Ela disse que visitou a cela do presidiário e que havia três aparelhos de som, aquários, dois passarinhos, perfumes importados, diversos tênis caros e iPhones de última geração.
No ano passado, Lyferson foi transferido para a Penitenciária Federal de Campo Grande, no Mato Grosso do Sul, onde permanece cumprindo pena.
Ele agora também é réu por corrupção ativa, favorecimento real impróprio, organização criminosa e tráfico de drogas.
EX-GESTORES VIRARAM RÉUS
Charles Belarmino de Queiroz, que exerceu o cargo de diretor do Presídio de Igarassu entre 1º de abril de 2016 até o final de 2024. foi preso preventivamente na operação La Catedral, em 25 de fevereiro deste ano.

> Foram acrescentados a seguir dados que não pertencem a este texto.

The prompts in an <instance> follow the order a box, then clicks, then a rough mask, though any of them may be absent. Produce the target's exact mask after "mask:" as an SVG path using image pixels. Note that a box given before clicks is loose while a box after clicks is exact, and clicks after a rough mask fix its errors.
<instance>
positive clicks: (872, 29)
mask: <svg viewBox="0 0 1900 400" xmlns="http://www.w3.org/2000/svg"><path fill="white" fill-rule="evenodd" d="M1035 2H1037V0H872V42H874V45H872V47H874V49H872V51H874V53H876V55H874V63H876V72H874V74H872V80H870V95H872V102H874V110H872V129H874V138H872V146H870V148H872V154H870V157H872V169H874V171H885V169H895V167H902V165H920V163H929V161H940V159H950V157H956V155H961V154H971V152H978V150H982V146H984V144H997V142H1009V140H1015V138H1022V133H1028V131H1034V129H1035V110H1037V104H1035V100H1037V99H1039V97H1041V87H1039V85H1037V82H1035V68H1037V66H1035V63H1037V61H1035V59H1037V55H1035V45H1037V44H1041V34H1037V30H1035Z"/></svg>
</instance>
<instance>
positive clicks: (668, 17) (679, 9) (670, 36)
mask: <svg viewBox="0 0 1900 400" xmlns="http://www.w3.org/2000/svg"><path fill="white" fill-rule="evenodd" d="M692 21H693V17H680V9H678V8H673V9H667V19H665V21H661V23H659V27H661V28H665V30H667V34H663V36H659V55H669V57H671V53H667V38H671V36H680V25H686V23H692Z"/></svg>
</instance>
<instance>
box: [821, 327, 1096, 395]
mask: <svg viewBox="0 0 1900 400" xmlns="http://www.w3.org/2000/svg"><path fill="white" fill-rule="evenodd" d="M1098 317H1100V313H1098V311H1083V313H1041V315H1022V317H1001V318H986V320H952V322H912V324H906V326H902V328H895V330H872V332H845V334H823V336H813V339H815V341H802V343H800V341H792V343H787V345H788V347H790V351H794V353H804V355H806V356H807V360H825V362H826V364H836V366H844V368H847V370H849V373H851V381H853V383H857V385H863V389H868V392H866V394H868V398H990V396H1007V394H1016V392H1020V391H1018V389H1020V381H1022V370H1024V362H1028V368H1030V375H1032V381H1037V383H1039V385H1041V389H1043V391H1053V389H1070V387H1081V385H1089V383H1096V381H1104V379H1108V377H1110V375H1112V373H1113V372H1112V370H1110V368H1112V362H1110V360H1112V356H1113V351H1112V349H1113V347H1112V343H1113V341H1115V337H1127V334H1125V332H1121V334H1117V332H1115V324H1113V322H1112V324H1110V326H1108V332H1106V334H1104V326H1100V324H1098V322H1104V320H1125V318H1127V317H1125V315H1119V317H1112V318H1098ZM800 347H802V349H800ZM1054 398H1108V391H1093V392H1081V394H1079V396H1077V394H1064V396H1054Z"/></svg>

Mensagens de WhatsApp encontradas no celular de Lyferson confirmaram a forte relação entre os dois. Nos diálogos, o presidiário fazia pedidos, como autorização de entrada de celulares e drogas, e recebia sinal positivo do ex-gestor.
Charles responde pelos crimes de corrupção passiva, prevaricação, favorecimento real impróprio, tráfico de drogas, organização criminosa, corrupção ativa.
Já o ex-secretário executivo de Administração Penitenciária e Ressocialização André de Araújo Albuquerque responde por corrupção passiva e organização criminosa.
Ele foi preso na segunda fase da operação, em abril, após um vídeo encontrado no celular de Charles, com data de 6 de setembro de 2024, mostrar o ex-secretário recebendo maços de dinheiro e guardando numa sacola. Para a PF, a quantia se tratou de propina, entregue na sala da diretoria.
Ex-secretário negou, em interrogatório. Ele confirmou ter recebido valores de Charles, mas disse que se tratava de "presente, em razão de sua atuação religiosa".
Na lista, ainda estão oito policiais penais, uma dentista que atuava no presídio e dois detentos (chaveiros). A Justiça deu prazo para que o grupo apresente a defesa prévia.